In Red Hat Enterprise Linux 7.1 and above, libvirt reports the NUMA node locality for PCI devices in the guest XML, enabling management applications to make better performance decisions.
This information is visible in the
sysfs
files in /sys/devices/pci*/*/numa_node
. One way to verify these settings is to use the lstopo tool to report sysfs
data:
# lstopo-no-graphics
Machine (126GB)
NUMANode L#0 (P#0 63GB)
Socket L#0 + L3 L#0 (20MB)
L2 L#0 (256KB) + L1d L#0 (32KB) + L1i L#0 (32KB) + Core L#0 + PU L#0 (P#0)
L2 L#1 (256KB) + L1d L#1 (32KB) + L1i L#1 (32KB) + Core L#1 + PU L#1 (P#2)
L2 L#2 (256KB) + L1d L#2 (32KB) + L1i L#2 (32KB) + Core L#2 + PU L#2 (P#4)
L2 L#3 (256KB) + L1d L#3 (32KB) + L1i L#3 (32KB) + Core L#3 + PU L#3 (P#6)
L2 L#4 (256KB) + L1d L#4 (32KB) + L1i L#4 (32KB) + Core L#4 + PU L#4 (P#8)
L2 L#5 (256KB) + L1d L#5 (32KB) + L1i L#5 (32KB) + Core L#5 + PU L#5 (P#10)
L2 L#6 (256KB) + L1d L#6 (32KB) + L1i L#6 (32KB) + Core L#6 + PU L#6 (P#12)
L2 L#7 (256KB) + L1d L#7 (32KB) + L1i L#7 (32KB) + Core L#7 + PU L#7 (P#14)
HostBridge L#0
PCIBridge
PCI 8086:1521
Net L#0 "em1"
PCI 8086:1521
Net L#1 "em2"
PCI 8086:1521
Net L#2 "em3"
PCI 8086:1521
Net L#3 "em4"
PCIBridge
PCI 1000:005b
Block L#4 "sda"
Block L#5 "sdb"
Block L#6 "sdc"
Block L#7 "sdd"
PCIBridge
PCI 8086:154d
Net L#8 "p3p1"
PCI 8086:154d
Net L#9 "p3p2"
PCIBridge
PCIBridge
PCIBridge
PCIBridge
PCI 102b:0534
GPU L#10 "card0"
GPU L#11 "controlD64"
PCI 8086:1d02
NUMANode L#1 (P#1 63GB)
Socket L#1 + L3 L#1 (20MB)
L2 L#8 (256KB) + L1d L#8 (32KB) + L1i L#8 (32KB) + Core L#8 + PU L#8 (P#1)
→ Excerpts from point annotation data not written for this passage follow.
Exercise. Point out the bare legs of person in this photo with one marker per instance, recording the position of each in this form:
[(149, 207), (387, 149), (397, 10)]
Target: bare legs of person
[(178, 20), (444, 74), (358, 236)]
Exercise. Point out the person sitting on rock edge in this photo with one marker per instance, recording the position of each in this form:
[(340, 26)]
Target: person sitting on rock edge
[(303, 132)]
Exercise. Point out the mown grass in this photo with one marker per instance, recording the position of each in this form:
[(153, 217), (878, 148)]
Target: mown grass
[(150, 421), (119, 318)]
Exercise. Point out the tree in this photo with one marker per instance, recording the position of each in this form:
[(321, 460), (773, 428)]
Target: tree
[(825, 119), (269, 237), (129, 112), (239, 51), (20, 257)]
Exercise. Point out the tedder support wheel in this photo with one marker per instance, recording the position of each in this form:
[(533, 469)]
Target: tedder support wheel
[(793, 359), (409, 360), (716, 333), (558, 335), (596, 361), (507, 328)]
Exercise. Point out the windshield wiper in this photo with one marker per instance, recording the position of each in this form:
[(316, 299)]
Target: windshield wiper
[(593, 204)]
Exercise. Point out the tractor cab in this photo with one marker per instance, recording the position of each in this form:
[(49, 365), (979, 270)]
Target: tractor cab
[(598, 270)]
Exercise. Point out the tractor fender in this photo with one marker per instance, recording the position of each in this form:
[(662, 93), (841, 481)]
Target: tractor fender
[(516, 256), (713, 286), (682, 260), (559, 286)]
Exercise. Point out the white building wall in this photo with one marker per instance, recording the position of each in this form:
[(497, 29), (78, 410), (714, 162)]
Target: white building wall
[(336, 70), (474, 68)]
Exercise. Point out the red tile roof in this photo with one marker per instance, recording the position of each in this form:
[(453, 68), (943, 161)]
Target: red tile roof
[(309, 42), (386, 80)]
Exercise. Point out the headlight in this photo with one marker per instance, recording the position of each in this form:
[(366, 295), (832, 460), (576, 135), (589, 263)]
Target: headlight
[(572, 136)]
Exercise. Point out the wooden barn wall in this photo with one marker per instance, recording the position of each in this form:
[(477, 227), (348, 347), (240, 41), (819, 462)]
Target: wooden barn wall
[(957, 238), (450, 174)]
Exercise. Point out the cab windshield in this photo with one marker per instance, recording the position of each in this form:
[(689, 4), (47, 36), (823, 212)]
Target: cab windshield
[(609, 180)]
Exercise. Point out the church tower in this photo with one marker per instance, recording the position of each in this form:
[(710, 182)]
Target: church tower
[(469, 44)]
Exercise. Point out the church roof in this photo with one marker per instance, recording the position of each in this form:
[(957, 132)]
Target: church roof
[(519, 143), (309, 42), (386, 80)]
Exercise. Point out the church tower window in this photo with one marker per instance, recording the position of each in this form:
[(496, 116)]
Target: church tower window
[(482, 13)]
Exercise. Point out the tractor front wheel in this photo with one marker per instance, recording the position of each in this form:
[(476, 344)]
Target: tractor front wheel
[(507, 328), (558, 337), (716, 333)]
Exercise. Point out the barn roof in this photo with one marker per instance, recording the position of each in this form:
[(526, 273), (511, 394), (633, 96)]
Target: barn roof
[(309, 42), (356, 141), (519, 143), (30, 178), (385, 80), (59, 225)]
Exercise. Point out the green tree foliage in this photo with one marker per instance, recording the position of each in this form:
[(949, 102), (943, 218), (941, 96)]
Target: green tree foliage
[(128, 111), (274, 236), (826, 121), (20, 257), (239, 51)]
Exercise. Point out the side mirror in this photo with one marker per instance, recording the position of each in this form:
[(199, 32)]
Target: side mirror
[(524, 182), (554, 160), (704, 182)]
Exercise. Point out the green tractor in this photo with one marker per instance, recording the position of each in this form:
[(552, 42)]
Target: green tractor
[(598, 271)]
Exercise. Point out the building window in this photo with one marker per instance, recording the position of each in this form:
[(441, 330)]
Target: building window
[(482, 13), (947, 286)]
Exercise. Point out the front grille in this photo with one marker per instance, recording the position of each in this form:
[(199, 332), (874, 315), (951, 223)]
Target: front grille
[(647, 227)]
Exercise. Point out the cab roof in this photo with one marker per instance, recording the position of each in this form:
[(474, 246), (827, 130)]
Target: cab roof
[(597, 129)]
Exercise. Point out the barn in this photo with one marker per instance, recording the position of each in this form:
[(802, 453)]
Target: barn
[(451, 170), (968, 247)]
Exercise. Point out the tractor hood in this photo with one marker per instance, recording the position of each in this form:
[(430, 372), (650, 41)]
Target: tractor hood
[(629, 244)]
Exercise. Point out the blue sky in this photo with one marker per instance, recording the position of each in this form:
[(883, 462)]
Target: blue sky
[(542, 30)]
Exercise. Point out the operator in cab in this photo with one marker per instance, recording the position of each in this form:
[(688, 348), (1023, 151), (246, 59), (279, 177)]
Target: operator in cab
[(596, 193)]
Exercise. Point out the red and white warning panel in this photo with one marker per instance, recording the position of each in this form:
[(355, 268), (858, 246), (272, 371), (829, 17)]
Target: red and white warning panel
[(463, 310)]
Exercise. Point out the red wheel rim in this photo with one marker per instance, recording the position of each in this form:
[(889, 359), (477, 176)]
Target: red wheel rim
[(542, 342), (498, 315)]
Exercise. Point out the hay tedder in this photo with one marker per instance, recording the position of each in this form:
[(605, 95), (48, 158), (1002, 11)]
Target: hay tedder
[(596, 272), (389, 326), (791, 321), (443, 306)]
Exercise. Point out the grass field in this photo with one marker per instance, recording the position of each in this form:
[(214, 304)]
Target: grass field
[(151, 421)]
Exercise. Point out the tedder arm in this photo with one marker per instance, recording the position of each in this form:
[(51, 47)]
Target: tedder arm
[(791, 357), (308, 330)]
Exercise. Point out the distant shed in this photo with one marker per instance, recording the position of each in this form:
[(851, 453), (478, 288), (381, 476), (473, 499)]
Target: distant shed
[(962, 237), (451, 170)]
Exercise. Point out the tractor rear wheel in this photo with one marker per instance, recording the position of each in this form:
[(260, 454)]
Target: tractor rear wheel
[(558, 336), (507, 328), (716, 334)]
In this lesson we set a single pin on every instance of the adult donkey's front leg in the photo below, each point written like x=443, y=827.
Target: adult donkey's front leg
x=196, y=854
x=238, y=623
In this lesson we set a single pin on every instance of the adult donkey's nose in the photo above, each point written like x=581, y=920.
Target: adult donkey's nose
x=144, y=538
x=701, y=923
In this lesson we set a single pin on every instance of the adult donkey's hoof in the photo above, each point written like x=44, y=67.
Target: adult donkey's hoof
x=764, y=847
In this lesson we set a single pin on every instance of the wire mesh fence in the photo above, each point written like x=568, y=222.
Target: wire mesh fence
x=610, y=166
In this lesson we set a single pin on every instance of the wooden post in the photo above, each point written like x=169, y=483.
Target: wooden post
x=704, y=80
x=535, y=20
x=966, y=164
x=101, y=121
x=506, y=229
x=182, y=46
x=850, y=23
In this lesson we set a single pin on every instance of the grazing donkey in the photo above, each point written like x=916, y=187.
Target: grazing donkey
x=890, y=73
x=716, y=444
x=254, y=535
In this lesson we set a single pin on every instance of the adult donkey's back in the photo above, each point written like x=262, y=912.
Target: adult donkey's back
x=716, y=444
L2 L#9 (256KB) + L1d L#9 (32KB) + L1i L#9 (32KB) + Core L#9 + PU L#9 (P#3)
L2 L#10 (256KB) + L1d L#10 (32KB) + L1i L#10 (32KB) + Core L#10 + PU L#10 (P#5)
L2 L#11 (256KB) + L1d L#11 (32KB) + L1i L#11 (32KB) + Core L#11 + PU L#11 (P#7)
L2 L#12 (256KB) + L1d L#12 (32KB) + L1i L#12 (32KB) + Core L#12 + PU L#12 (P#9)
L2 L#13 (256KB) + L1d L#13 (32KB) + L1i L#13 (32KB) + Core L#13 + PU L#13 (P#11)
L2 L#14 (256KB) + L1d L#14 (32KB) + L1i L#14 (32KB) + Core L#14 + PU L#14 (P#13)
L2 L#15 (256KB) + L1d L#15 (32KB) + L1i L#15 (32KB) + Core L#15 + PU L#15 (P#15)
HostBridge L#8
PCIBridge
PCI 1924:0903
Net L#12 "p1p1"
PCI 1924:0903
Net L#13 "p1p2"
PCIBridge
PCI 15b3:1003
Net L#14 "ib0"
Net L#15 "ib1"
OpenFabrics L#16 "mlx4_0"
This output shows:
- NICs
em*
and diskssd*
are connected to NUMA node 0 and cores 0,2,4,6,8,10,12,14. - NICs
p1*
andib*
are connected to NUMA node 1 and cores 1,3,5,7,9,11,13,15.